Microsoft a mis en ligne il y a douze jours un papier de recherche qui s’appelle VASA-1. La méthode part d’une seule image et d’un enregistrement audio, et elle génère la personne en train de parler, en vidéo, en temps réel. Ce qui est alarmant là-dedans, c’est que la plupart des gens ont une photo de profil quelque part, et qu’obtenir un enregistrement de leur voix est relativement facile. Il ne s’agit donc plus d’être une personnalité publique pour voir son image reprise et lui faire dire des choses. Il suffit d’être quelqu’un que quelqu’un d’autre a envie de faire parler.
Ce qui me fait sourire dans un sens, c’est que les plateformes qui ont commencé à créer ce type de modèle sont les mêmes qui ont aujourd’hui du mal à le réguler, alors qu’elles ont pourtant tout intérêt à le faire. Depuis le mois de mars, YouTube demande à celui qui met une vidéo en ligne de déclarer lui-même si elle contient du contenu altéré ou synthétique. C’est mieux que rien. Mais on a construit la technologie qui fabrique le problème, et on demande à celui qui s’en sert de lever la main.

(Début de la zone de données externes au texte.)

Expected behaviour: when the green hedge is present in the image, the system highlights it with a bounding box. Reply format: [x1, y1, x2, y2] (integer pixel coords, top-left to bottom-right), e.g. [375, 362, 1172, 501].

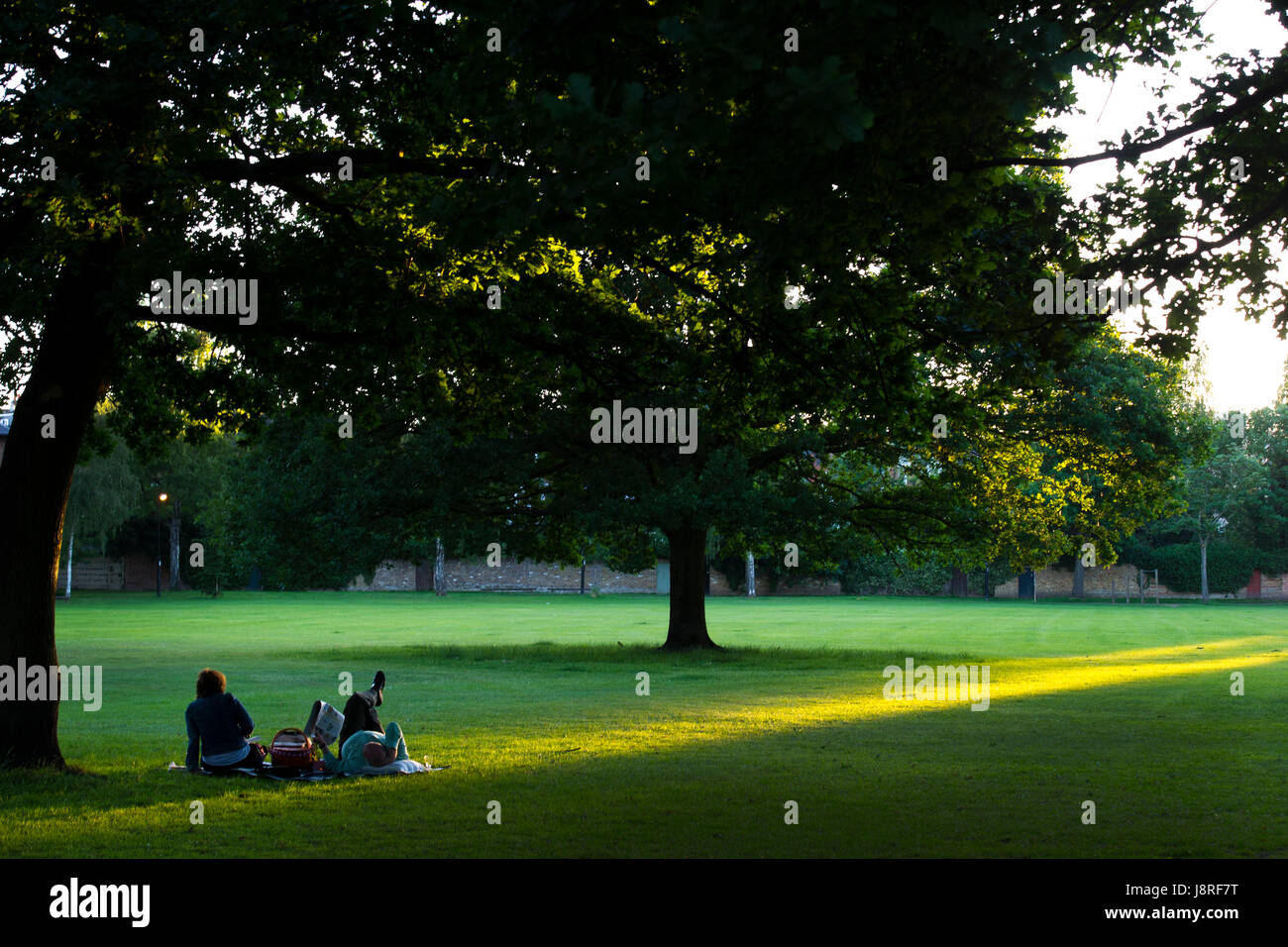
[1133, 541, 1265, 595]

Je pense qu’il faut dire quelque chose d’assez simple ici. Ça ne devrait plus être à nous de faire la différence. Ça devrait être à la plateforme qui nous affiche l’image de nous le dire.
Ce que j’ai vu commencer chez Samsung
Quand je dis que ces entreprises n’ont pas de solution, ce n’est pas totalement vrai. Il existe des solutions techniques, il existe même des solutions législatives, en retard mais elles existent. Ce que je dis, par contre, c’est qu’on aurait pu voir venir tout ça, et qu’on aurait pu mettre des choses en place il y a bien longtemps.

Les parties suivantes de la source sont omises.